TheRebelution.com: The Modesty Survey

Monday, August 11, 2008

Another Beggar

Later, Sunday, when I was driving over to the pick-up baseball game with our youth group, I tried to go straight down 30th Ave N to 34th St N, and then turn left to pick up 22nd Ave N and go right all the way down to the Park. It is not my usual route and the Lord prevented me from taking it:

I am the kind of driver who doesn't like to wait for a red light: that's fumes I'm burning that are ruining my fuel efficiency (this comes from the assertion that all the energy burned while remaining motionless is wasted). So, when God let the car in front of me stand on its brakes throughout the green, I just moved around him and turned left at 28th St N instead, which is my normal route. (Funny thing is, just as I turned, he looked up and drove on.)

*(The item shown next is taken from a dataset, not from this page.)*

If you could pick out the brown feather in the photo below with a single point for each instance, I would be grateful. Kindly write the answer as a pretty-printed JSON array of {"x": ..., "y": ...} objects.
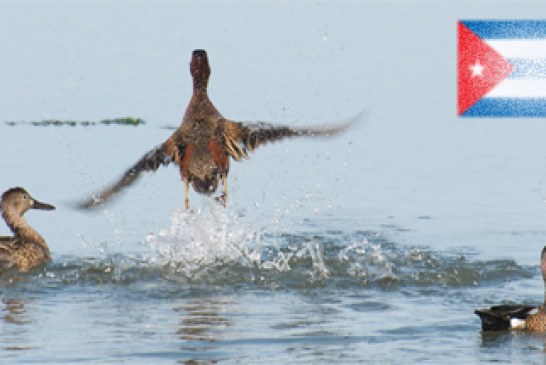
[{"x": 161, "y": 155}]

So I said to God, "Well, I don't know why You had me take this route, but I guess I'll be finding out."

Sweetbay, a local grocery chain, has a location at 22nd Ave and 34th St N. I would never have entered it from the other direction, because it is on the corner opposite the turn I would have been trying to make. But now, the opening was parallel to me and much easier to access. That is why it made sense to me when God suggested that I stop in to get some Gatorade for the team.

So I did, not knowing why, because I am out of Gospel Tracts for a while, as my time with Team Hope draws to a close and thus I no longer carry around the tract box in my car. So I thought I had a fruitless venture into the store. Get ready for more of these, I gloomily thought.

But then, the Lord showed me why I should never assume.

As I was exiting onto 34th St to make a left (coming from the opposite direction than the route I had originally thought to take), I saw a panhandler with his sign standing in the hot sun, plying his "trade." The Lord said to me, "It's hot out there. I think he might like a Gatorade."

"Hmm...good idea," I thought, as I rummaged my car for a tract. The only one I could see was underneath my driver's seat and it was hard to reach with my two fingers in that tight space. But, I prayed hard, "Lord, give me this tract!" and He did. And the man did appreciate the drink in that heat. And he got a Gospel tract, too.

It wasn't a random act of kindness: it was a Sovereign act of Grace. And I got to play the obedience role.

Now imagine how I would have missed out, if I had told God how to run my life? Or if I had taken the route that I had planned to, anyway, inspite of the man in the car in front of me who didn't move for just long enough to get me to turn?

Atheists insist that God doesn't exist. Well, I hope this serves as just one more testimony that they are wrong. I just hope they don't end up dead wrong.